For section 1, they document the intended purpose (ranking, not selecting — outputs are rankings for human reviewers, not autonomous hiring decisions), the API deployment architecture, and the instructions for use they provide to deployer customers, including explicit contraindications (the API should not be used as the sole determinant of any hiring decision).
For section 2, they produce datasheets for three datasets used in training and validation, include the fairness testing results, and document the design of the ranking algorithm and the reasoning behind the selected performance metrics.
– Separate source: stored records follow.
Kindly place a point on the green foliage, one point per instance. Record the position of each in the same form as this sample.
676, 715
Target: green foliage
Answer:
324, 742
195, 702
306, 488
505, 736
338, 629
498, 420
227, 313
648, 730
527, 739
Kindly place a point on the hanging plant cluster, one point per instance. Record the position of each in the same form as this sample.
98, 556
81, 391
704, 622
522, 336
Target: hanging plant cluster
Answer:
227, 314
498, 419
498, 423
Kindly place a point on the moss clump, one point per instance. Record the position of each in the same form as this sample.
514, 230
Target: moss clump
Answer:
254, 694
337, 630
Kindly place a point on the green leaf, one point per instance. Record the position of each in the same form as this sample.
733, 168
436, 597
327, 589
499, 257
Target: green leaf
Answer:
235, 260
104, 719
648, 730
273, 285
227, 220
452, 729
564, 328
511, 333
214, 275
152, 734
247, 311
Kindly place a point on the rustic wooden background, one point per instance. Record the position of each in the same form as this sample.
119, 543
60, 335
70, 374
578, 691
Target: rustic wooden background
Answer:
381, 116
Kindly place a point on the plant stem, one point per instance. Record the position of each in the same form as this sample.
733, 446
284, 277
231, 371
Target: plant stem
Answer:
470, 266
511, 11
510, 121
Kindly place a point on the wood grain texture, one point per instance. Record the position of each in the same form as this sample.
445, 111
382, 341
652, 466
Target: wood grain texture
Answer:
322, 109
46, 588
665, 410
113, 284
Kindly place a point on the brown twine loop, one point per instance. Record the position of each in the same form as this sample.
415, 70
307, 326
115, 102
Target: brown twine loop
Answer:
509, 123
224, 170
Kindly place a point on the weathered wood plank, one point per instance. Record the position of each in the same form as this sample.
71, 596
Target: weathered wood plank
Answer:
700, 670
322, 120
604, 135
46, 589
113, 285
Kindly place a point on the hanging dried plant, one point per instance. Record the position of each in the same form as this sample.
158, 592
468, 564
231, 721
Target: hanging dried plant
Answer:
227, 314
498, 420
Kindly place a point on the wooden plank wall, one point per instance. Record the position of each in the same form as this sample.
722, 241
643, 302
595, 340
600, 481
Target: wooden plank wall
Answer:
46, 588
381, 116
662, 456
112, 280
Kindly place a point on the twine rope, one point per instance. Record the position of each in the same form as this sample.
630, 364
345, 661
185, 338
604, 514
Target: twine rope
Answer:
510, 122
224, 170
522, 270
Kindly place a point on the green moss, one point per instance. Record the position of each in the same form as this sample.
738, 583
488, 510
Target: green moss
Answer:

Human oversight at the deployer level is supported by a confidence score displayed with each ranking and a design constraint preventing any candidate from being screened out without the ranking being visible to the human reviewer.
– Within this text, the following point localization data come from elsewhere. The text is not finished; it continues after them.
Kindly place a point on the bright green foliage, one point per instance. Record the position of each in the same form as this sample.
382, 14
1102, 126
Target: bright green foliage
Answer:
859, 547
For section 5, the risk register covers discriminatory ranking of candidates over 55 (identified in testing), the threshold calibration applied to reduce the disparity to below 2 percentage points, and the residual risk accepted.
For section 9, the post-market monitoring plan requires monthly accuracy checks against a rolling hold-out set and a quarterly subgroup fairness review, with a customer incident-reporting channel that feeds into the review cycle.
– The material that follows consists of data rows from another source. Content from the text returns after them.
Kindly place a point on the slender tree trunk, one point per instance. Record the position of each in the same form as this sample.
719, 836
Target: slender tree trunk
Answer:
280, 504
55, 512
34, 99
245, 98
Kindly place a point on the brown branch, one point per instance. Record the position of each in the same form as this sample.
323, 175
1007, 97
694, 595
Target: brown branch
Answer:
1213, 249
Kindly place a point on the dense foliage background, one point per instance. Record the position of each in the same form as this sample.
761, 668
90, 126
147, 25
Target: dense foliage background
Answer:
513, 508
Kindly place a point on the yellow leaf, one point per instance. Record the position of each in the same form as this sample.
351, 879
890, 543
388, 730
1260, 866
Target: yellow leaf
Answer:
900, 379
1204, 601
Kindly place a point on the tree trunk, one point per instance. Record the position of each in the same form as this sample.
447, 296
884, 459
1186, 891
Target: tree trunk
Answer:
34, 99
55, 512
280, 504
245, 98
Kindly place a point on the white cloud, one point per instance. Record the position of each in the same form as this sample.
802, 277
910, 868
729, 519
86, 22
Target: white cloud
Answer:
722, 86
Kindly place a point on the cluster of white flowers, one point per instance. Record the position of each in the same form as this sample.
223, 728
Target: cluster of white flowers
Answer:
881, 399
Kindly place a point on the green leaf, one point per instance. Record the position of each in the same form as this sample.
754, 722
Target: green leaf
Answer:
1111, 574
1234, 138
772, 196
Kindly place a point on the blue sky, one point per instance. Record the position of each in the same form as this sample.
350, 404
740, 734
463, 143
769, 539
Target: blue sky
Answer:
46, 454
The full file runs approximately 80 pages. It is version-controlled in their compliance repository and kept at the disposal of the Austrian market surveillance authority for 10 years from the date the API first went live.
How Confir Helps
Confir's AITR compliance area (Data and Technical Robustness, covering Articles 10, 11, and 15) generates the Annex IV technical documentation pack through a structured intake process. Providers work through the nine Annex IV sections via plain-English prompts; the rule-based engine derives the required output — a print-ready Conformity Package — without requiring providers to interpret the Annex directly.
The AITR workflow also connects to the Article 47 EU Declaration of Conformity generated in the AIRC area, so the declaration is available to include in the technical file (section 8) from the start. The documentation pack is retained in Confir's audit-log system and can be exported in full for submission to competent authorities or notified bodies.
Pricing starts at €600 per year.
What Documentation Failures Look Like in Practice
Three patterns appear repeatedly in enforcement contexts.
Vague intended purpose. "The system assesses candidate suitability" is insufficient. Competent authorities need to understand what decisions the system informs, what the output looks like, what the score thresholds mean, and whether those thresholds have been calibrated. A vague statement prevents both conformity assessment and meaningful human oversight review.
Subgroup testing absent. Overall accuracy numbers that mask demographic disparities are a common and serious gap. Article 10(3) requires testing for bias; Annex IV section 2 is where the results live. A provider that cannot produce subgroup performance metrics has likely not done the testing.
Stale documentation. A system retrained on new data with no corresponding update to the technical file is non-compliant. Section 6 must record every material change and section 2 must be current. Competent authorities inspecting two years after market launch expect to see a file that reflects the system as deployed today, not as designed in 2024.
What to Do Now
The 2 December 2027 deadline creates a planning window, not a gap to ignore. Assembling a complete Annex IV file for a non-trivial system typically takes three to five months the first time: data governance procedures must be documented contemporaneously, fairness testing must be designed and run, the risk management system must produce records, and the human oversight design must be assessed before the architecture is locked.
Providers who start documenting in mid-2027 will find the deadline uncomfortably close. Those who begin now — building the documentation practice into their development workflow — will have a file that is both more complete and more credible when competent authorities ask for it.